Many parents allow each child to eat his or her own separate, customized meal. I believe this is an outgrowth of modern dieticians, pediatricians, and parenting publications always talking about offering your toddler or small child “options.” As in, offer them a bowl of processed mac-n-cheese, or a bowl of steamed broccoli. Modern parenting theory says that you should just keep offering the options, hoping that one day, the child’s natural instinct will be towards the broccoli (while otherwise eating white flour and processed cheese for years). I wonder how many hundreds of pounds of broccoli you will throw away (or eat yourself) attempting to follow this advice.

This theory and advice is worthless on many levels, and I’ll mention just three. First, when we have given children a taste for processed food by serving it regularly, any desires for natural foods change and often diminish.

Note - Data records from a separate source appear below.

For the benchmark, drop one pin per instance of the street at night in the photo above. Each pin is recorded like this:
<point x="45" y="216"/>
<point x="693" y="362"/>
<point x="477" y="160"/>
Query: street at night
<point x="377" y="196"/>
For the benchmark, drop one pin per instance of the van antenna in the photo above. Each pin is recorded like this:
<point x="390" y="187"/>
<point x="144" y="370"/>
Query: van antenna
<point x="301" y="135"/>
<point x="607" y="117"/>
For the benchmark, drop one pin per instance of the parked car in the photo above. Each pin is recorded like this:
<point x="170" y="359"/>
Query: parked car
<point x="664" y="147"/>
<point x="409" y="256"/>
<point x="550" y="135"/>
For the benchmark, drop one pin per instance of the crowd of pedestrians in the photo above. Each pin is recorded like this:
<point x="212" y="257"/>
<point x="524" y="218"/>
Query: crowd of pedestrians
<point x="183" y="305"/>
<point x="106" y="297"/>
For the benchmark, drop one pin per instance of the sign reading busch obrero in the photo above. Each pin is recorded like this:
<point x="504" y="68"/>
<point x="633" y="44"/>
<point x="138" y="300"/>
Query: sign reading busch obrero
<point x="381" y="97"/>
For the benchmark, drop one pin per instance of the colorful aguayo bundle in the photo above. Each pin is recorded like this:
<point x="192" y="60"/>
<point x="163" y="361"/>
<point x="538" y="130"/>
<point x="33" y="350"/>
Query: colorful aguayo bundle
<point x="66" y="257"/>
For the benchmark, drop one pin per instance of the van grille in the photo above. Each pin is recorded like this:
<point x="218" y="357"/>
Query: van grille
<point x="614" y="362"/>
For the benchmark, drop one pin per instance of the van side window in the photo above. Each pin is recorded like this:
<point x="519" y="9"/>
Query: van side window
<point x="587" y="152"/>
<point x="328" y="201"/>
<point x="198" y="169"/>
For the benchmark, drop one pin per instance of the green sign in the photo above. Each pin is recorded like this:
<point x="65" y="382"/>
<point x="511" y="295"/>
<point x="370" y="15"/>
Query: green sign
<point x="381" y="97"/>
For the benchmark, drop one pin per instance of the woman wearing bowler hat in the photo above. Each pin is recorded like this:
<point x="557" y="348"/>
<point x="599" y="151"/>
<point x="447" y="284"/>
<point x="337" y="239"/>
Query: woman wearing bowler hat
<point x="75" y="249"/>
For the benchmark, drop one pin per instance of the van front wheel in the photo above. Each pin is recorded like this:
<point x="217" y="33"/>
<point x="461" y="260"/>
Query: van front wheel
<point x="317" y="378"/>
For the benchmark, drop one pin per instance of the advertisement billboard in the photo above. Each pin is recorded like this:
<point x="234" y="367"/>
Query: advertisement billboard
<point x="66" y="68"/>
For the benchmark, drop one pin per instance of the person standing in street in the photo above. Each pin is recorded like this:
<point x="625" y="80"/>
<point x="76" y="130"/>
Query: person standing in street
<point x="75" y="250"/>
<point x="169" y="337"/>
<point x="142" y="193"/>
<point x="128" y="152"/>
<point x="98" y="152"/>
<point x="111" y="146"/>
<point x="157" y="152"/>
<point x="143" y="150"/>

Sugar, for instance, is the most addictive substance on the planet, more addictive than cocaine, according to several studies. Those addictions and unnaturally altered tastes lead a child to make poor choices, most of the time.

Second, a small child does not have the wisdom and judgment to make good food choices. He knows only what tastes good, not what his body needs. Once one of my university students gave a presentation on nutrition and asked the class, “When you were 8 years old, given the choice, would you have chosen a piece of Chuck E Cheese pizza, or a plate of fruit?” One hundred percent of the class, myself included, raised their hands for the pizza. This is why God, in His infinite wisdom, gave children parents.

Third, the past two generations have been the first in history where this idea of “options” came into vogue, especially where junk food is usually one of those “options.” I trust in the wisdom of history and tradition: encouraging children to have tantrums, express an opinion about every food, and demand that parents go running to find something else is unwise counsel.

Catering to every child’s likes and dislikes can be an exercise in frustration and burnout for a mom, and it’s just a bad habit to get into. Young parents may not realize what the fruits of indulging “picky” will be. I may not be popular for saying what follows, but I’m going to do it anyway. If you allow your children to say no to nutritious foods now, you will spend hundreds of hours in your future making separate meals for each of them–preparing several different meals takes so much longer than just one. Do that today, and I promise that your child will absolutely demand it tomorrow. My alternative childhood health care advice is that you will also feel guilty and wonder what the difference good nutrition would have made, should your child encounter any of the many health problems caused by a modern diet of processed food. It’s not worth it.